CAMDEN — Start Road farmer Ron Van Heeswijk was worried Monday evening. His heifer, heavy with baby in belly, had slipped off the pasture towards the woods. He put out the alert to Knox Regional Communications Center (911), where dispatchers, in turn, let Camden police and firefighters know that the pregnant cow had gone missing.
It was a long night and following day for Van Heeswijk, as he searched the woods in back of his farm, which extends toward Route 52, and in the distance, Beaucaire Ave. and Megunticook Lake.
By Tuesday afternoon, Aug. 1, the heifer remained missing, and then Van Heeswijk himself got turned around in the woods. He called for help, and Camden police and firefighters stood ready to search for him.

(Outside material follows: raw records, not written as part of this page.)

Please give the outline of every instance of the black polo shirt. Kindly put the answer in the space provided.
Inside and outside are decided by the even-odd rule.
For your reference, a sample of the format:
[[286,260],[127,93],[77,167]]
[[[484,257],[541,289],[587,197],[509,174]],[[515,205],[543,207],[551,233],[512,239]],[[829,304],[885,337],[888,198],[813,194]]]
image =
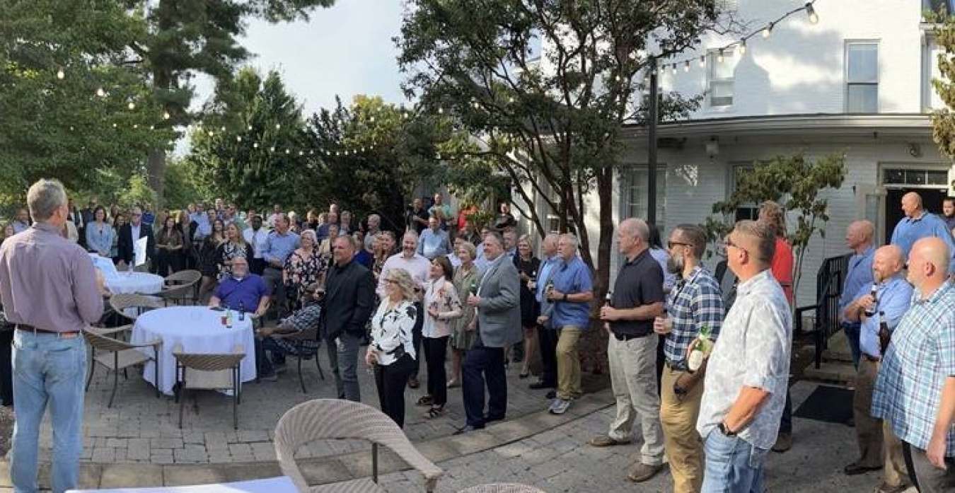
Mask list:
[[[634,309],[663,302],[663,269],[646,249],[633,261],[625,260],[613,285],[613,308]],[[653,332],[653,320],[617,320],[610,331],[618,335],[643,337]]]

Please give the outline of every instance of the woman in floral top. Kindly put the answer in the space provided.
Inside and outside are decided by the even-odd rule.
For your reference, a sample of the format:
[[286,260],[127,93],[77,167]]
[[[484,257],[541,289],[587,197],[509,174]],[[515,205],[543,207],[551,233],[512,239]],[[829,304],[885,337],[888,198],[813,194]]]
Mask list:
[[428,394],[417,401],[419,406],[431,406],[422,416],[425,419],[443,415],[444,404],[448,401],[444,356],[448,353],[448,339],[451,337],[450,321],[459,318],[462,313],[457,290],[449,281],[453,276],[454,270],[447,257],[435,257],[431,262],[431,279],[425,285],[426,313],[421,326],[421,341],[428,361]]
[[374,368],[381,412],[405,424],[405,385],[414,367],[412,330],[417,319],[414,283],[403,268],[388,271],[385,299],[371,317],[371,343],[365,363]]
[[318,254],[315,246],[318,244],[315,231],[306,229],[299,237],[299,247],[286,260],[286,268],[282,270],[282,281],[288,293],[288,303],[294,311],[302,306],[306,296],[305,289],[312,283],[325,284],[325,268],[328,267],[325,259]]
[[[471,289],[471,283],[480,280],[481,271],[475,265],[477,251],[474,244],[464,242],[457,248],[457,258],[461,267],[455,271],[454,285],[458,296],[466,297]],[[478,335],[477,319],[473,309],[465,309],[461,317],[452,321],[451,327],[451,379],[448,388],[461,386],[461,361],[464,353],[471,349]]]
[[225,242],[219,246],[219,280],[232,275],[232,259],[236,257],[252,258],[252,246],[245,243],[239,226],[229,223],[225,226]]

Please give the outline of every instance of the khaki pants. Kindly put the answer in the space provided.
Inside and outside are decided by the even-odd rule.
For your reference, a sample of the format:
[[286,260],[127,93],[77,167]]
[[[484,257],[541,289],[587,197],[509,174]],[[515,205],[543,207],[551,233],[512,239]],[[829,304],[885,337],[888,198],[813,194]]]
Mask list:
[[[660,389],[660,424],[669,472],[673,476],[673,493],[695,493],[703,486],[703,440],[696,433],[696,418],[703,400],[700,379],[682,397],[673,392],[673,384],[686,372],[663,369]],[[688,380],[689,377],[684,377]]]
[[[902,441],[892,434],[888,423],[872,417],[872,391],[879,375],[879,362],[860,358],[856,374],[856,392],[852,399],[859,441],[859,464],[863,467],[884,466],[883,481],[890,486],[907,482]],[[882,450],[884,449],[884,455]]]
[[580,327],[567,326],[561,329],[557,340],[557,397],[564,400],[580,397],[581,358],[578,357],[577,341],[581,340]]
[[647,465],[663,463],[656,344],[654,333],[628,341],[620,341],[610,335],[606,347],[610,359],[610,385],[617,400],[617,416],[610,423],[608,435],[613,439],[630,439],[633,421],[639,418],[644,437],[640,461]]

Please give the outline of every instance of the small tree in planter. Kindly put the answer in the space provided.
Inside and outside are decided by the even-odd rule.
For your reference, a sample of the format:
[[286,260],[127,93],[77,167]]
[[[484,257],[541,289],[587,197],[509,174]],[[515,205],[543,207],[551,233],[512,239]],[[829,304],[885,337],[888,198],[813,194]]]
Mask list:
[[829,201],[820,198],[819,192],[842,186],[845,172],[842,154],[823,156],[815,161],[797,154],[756,162],[753,169],[736,177],[735,190],[726,201],[713,204],[712,212],[716,216],[708,217],[702,225],[710,241],[719,241],[732,229],[736,209],[741,205],[775,201],[784,210],[796,211],[796,228],[788,227],[786,239],[796,256],[793,292],[798,292],[802,260],[809,241],[817,232],[821,238],[826,236]]

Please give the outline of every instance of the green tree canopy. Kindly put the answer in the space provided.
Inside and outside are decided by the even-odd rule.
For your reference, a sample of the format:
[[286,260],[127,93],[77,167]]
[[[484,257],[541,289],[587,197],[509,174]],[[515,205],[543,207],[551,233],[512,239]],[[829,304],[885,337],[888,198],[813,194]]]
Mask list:
[[[395,41],[405,88],[443,109],[482,141],[528,202],[545,203],[561,228],[580,233],[581,254],[609,279],[612,183],[620,128],[645,121],[641,94],[648,54],[666,58],[722,22],[716,0],[533,2],[412,0]],[[542,48],[541,48],[542,47]],[[663,119],[695,99],[668,95]],[[589,211],[587,193],[599,205]],[[536,210],[523,211],[540,233]],[[585,221],[599,220],[598,258]]]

But, affairs took a turn for the better, and Van Heeswijk reported that he had found the cow and her healthy calf. She had settled into a spot in a stand of trees, just above the homes that line Beaucaire Ave, and apparently had stomped her way capably through the birthing process the previous night, alone.
Her baby, a handsome all-black calf, was born healthy, alert and strong.
Folks living near the lake reported hearing her moo through the night, but just far enough in the distance not to sound alarming.
“We didn’t know what it was,” said one visitor to the area.
Camden Police Sgt. Dan Brown and Camden Police Chief Randy Gagne drove to Beaucaire Ave. around 4 p.m. Tuesday afternoon and sounded the cruiser’s siren to help direct Van Heeswijk down a steep slope and to the road.
Gagne and Brown eventually made voice contact with Van Heeswijk, and hiked up into the woods to help him. Because the hill was so steep, and the calf so new to the world, Gagne lifted the calf into his arms and carried him down to the road, just behind Linda Ely’s house.
The mother, however, refused to leave her shady birthing center, despite persistent urging by Van Heeswijk.
Meanwhile, the calf stood quietly in the cruiser, with Brown calming him with a gentle hand. A bucket of grain was retrieved from the farm to entice the mother to the road, which worked, and within 20 minutes, the mother cow was moving purposely down through the woods.
A neighbor brought her a bucket of water, and the cow remained fairly content, as long as grain and grass were plentiful.
Van Heeswijk and Brown took the baby calf home, settled him into the barn near his father, The Bull, got the tractor and went back to lead the mother back around to Start Road.
Everyone was happy and relieved, and the calf did not relieve himself in the cruiser. He is a dignified fellow.